Aruba rafforza il proprio percorso verso un turismo sostenibile e di qualità. L’isola caraibica fa evolvere il proprio modello di sviluppo con l’obiettivo di valorizzare l’esperienza del visitatore, tutelare l’ambiente e generare benefici per la comunità locale. A sostenere questa visione è il rebranding della campagna Feel The Aruba Effect, oggi declinata nel messaggio ‘Ama Aruba e lei ti ricambierà’, accompagnata dalla Promessa per Aruba, che invita gli ospiti ad adottare comportamenti rispettosi verso natura, fauna e patrimonio dell’isola.
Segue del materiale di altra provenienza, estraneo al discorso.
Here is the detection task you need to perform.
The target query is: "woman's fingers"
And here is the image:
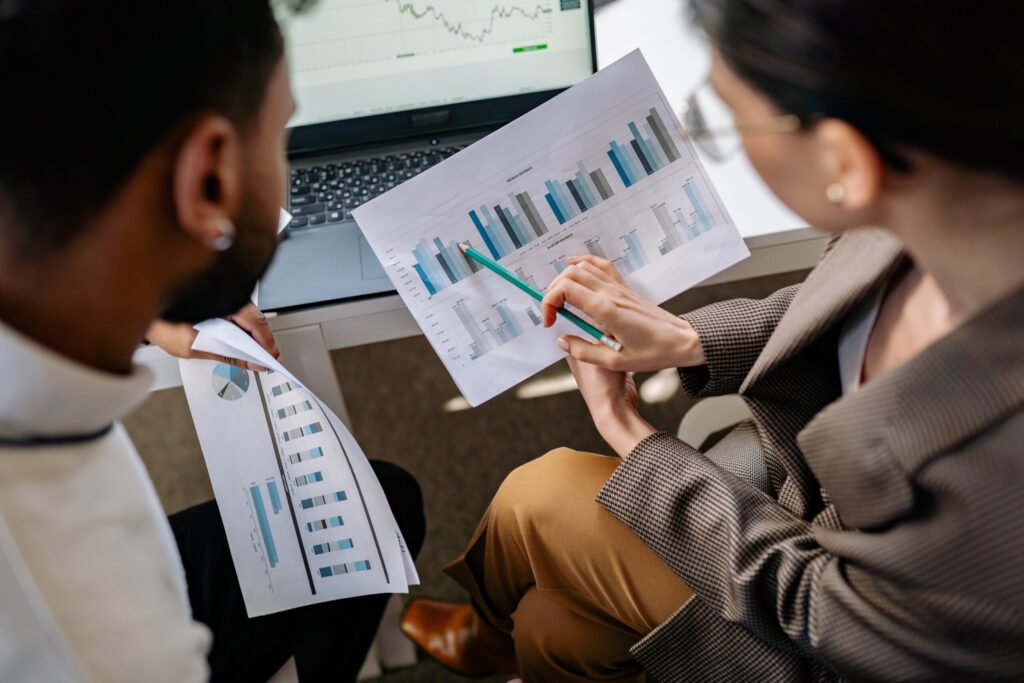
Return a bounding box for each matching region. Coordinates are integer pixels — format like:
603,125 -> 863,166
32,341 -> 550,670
228,303 -> 281,358
568,254 -> 625,285
558,335 -> 623,371
541,278 -> 608,328
190,351 -> 266,373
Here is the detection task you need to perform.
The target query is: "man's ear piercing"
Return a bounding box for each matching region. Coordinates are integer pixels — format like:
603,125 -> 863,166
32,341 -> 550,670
207,218 -> 237,251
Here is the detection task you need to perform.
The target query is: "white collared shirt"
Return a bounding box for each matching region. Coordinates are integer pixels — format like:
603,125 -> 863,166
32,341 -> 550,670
0,323 -> 211,683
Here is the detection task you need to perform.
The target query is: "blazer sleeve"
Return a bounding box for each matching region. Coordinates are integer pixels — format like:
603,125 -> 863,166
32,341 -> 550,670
679,285 -> 800,398
598,433 -> 1024,680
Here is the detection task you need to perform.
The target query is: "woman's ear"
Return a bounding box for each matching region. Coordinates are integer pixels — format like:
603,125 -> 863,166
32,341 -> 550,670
172,116 -> 242,251
813,119 -> 885,211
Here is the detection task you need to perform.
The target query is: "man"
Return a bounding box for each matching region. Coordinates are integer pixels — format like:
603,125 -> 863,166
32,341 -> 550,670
0,0 -> 424,683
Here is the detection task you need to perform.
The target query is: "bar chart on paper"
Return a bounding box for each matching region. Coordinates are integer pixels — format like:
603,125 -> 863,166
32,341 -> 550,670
355,52 -> 748,404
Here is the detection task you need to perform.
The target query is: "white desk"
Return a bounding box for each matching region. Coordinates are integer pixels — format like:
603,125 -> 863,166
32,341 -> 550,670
136,0 -> 824,419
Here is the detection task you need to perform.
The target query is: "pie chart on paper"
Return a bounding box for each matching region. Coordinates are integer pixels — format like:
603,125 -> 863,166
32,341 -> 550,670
211,362 -> 249,400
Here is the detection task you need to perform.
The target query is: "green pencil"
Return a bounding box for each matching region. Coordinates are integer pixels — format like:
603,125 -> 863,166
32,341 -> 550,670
459,242 -> 623,351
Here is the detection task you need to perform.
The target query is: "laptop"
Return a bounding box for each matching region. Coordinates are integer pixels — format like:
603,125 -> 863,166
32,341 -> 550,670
259,0 -> 597,311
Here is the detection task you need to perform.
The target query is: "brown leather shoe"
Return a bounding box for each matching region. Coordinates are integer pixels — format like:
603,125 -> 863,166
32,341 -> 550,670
401,600 -> 518,676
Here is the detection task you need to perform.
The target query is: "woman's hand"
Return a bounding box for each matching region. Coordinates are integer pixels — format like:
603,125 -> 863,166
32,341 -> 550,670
568,356 -> 657,458
145,303 -> 281,371
541,255 -> 705,372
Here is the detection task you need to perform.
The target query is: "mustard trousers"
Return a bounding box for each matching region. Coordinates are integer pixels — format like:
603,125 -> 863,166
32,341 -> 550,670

L’Italia continua a rappresentare un mercato strategico. Aruba è raggiungibile con i voli Klm via Amsterdam, compagnia che genera il 28% degli arrivi italiani. Seguono American Airlines con il 16,8%, Delta con il 14,3%, United con l’11%, JetBlue con il 5,6%, Latam con il 5% e Avianca con il 3,2%, mentre il 16,1% arriva tramite altri vettori o mezzi privati.
Lombardia, Campania e Lazio guidano la classifica delle regioni di provenienza, davanti a Emilia Romagna, Piemonte, Veneto e Toscana. Agosto e settembre concentrano il 51% degli arrivi, con il solo agosto al 33%. La permanenza media raggiunge 7,6 giorni e il segmento più rappresentato è quello tra i 30 e i 39 anni, pari al 31%, seguito dalla fascia 50-59 anni con il 16%. Sul fronte distributivo, il 48,8% delle prenotazioni passa da agenzie di viaggio e tour operator, il 20,5% arriva dai canali diretti, il 26,2% dai siti web e il 4,5% risulta non specificato. Dati che confermano il peso del trade nella promozione della destinazione.